Get amount of transfered bytes

Question

Get amount of transfered bytes

ariya opened this issue 13 years ago · comments

There is no way to reliably get the amount of transfered bytes for a request.

bodySize is not available for responses with stage==end and the content-length header is not very reliable, especially as it seems to be unset for requests with content-encoding "gzip".

I guess the bodySize has to be summed up for each bunch of data received and made available in a respose with stage==end.

Disclaimer:
This issue was migrated on 2013-03-15 from the project's former issue tracker on Google Code, Issue #156.
🌟 9 people had starred this issue at the time of migration.

Adeel Raza commented 8 years ago

+1

abbasharoon commented 7 years ago

+1

Ariya Hidayat · Answer 1 · Sun Jul 03 2011 20:26:43 GMT+0800 (China Standard Time)

ariya.hi...@gmail.com commented:

Metadata Updates

Label(s) removed:
- Type-Defect
Label(s) added:
- Type-Enhancement
Milestone updated: FutureRelease (was: ---)
Status updated: Accepted

Marcel Duran · Answer 2 · Sat Mar 24 2012 15:12:46 GMT+0800 (China Standard Time)

marceldu...@gmail.com commented:

Any reason why Content-Length header isn't available for Content-Encoding:gzip responses?

While issue 158 is still open there's no way to get both compressed and uncompressed sizes of gzip responses, therefore netsniff.js example that generates HAR file is a bit misleading:

https://github.com/ariya/phantomjs/blob/master/examples/netsniff.js#L51

According to HAR spec (http://www.softwareishard.com/blog/har-12-spec/#content), content.size:
"... should be equal to response.bodySize if there is no compression and bigger when the content has been compressed."

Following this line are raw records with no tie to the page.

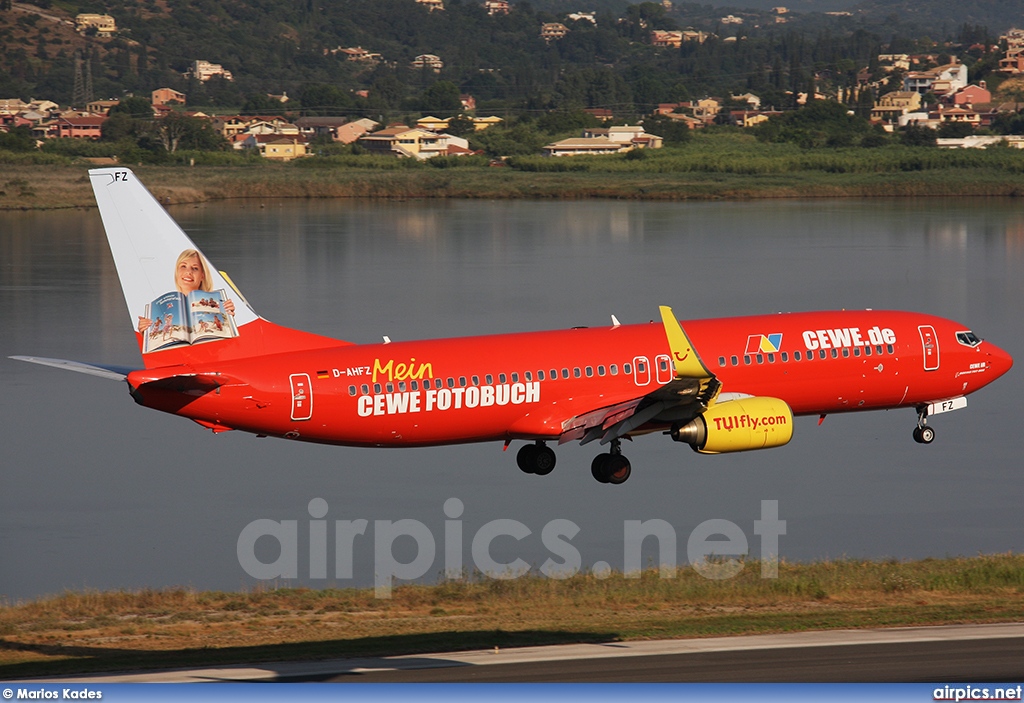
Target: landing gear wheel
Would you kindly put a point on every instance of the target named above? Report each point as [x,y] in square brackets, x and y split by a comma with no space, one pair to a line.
[536,458]
[617,469]
[544,459]
[924,435]
[526,458]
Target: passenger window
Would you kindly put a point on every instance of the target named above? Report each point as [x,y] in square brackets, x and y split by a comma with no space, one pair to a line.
[968,338]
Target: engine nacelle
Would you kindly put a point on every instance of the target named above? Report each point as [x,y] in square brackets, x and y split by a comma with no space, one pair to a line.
[756,423]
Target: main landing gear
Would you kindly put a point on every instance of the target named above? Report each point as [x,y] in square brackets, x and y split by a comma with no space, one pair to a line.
[536,458]
[611,468]
[923,434]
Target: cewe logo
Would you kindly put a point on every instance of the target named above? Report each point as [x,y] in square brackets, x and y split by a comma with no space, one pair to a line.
[764,344]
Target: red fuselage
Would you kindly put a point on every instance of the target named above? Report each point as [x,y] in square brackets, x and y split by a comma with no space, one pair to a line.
[525,386]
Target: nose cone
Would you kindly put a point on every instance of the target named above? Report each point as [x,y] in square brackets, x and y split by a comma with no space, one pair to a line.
[1000,361]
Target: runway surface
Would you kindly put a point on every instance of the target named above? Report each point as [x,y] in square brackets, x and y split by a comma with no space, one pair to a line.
[952,653]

Marcel Duran · Answer 3 · Sat Mar 24 2012 17:29:45 GMT+0800 (China Standard Time)

marceldu...@gmail.com commented:

Another gzip/raw content issue:

By running:
phantomjs netsniff.js http://search.yahoo.com

The generated HAR shows that the main html response headers contains Content-Encoding: gzip and the bodySize is 12726.

However by running curl with compression it gets different result:

curl search.yahoo.com -H "Accept-Encoding:gzip" | wc -c
4328

And without compression it gets similar size for what phantomjs is returning:

curl search.yahoo.com | wc -c
12120

Erik Bremen · Answer 4 · Wed Jun 12 2013 08:12:34 GMT+0800 (China Standard Time)

I see this was migrated to 'feature enhancement', but I think this should be considered a bug. Anyone using the HAR output from netsniff.js are seeing uncompressed bytes only, and are getting an inaccurate representation of actual bytes transferred.

Is this data not easily accessible from QT?

Sveinung Tord Røsaker · Answer 5 · Wed Sep 25 2013 21:21:18 GMT+0800 (China Standard Time)

+1 on this, any suggestion where the extra bytes are comming from?

Florian Weber · Answer 6 · Sat Nov 09 2013 00:40:22 GMT+0800 (China Standard Time)

For me all bytesizes on CSS/JS Files are shown significant smaller then tey are in reallity (According to Chorme Dev Tools and Firebug)
Also comparing to the gzip Files size they are shown too small.

Imagesizes are all shown correct. Anybody else has that kind of Problem?

Zack Weinberg · Answer 7 · Mon Apr 20 2015 02:21:11 GMT+0800 (China Standard Time)

Seems to still be an issue in 2.0. I get the impression Qt/Webkit changes might be needed?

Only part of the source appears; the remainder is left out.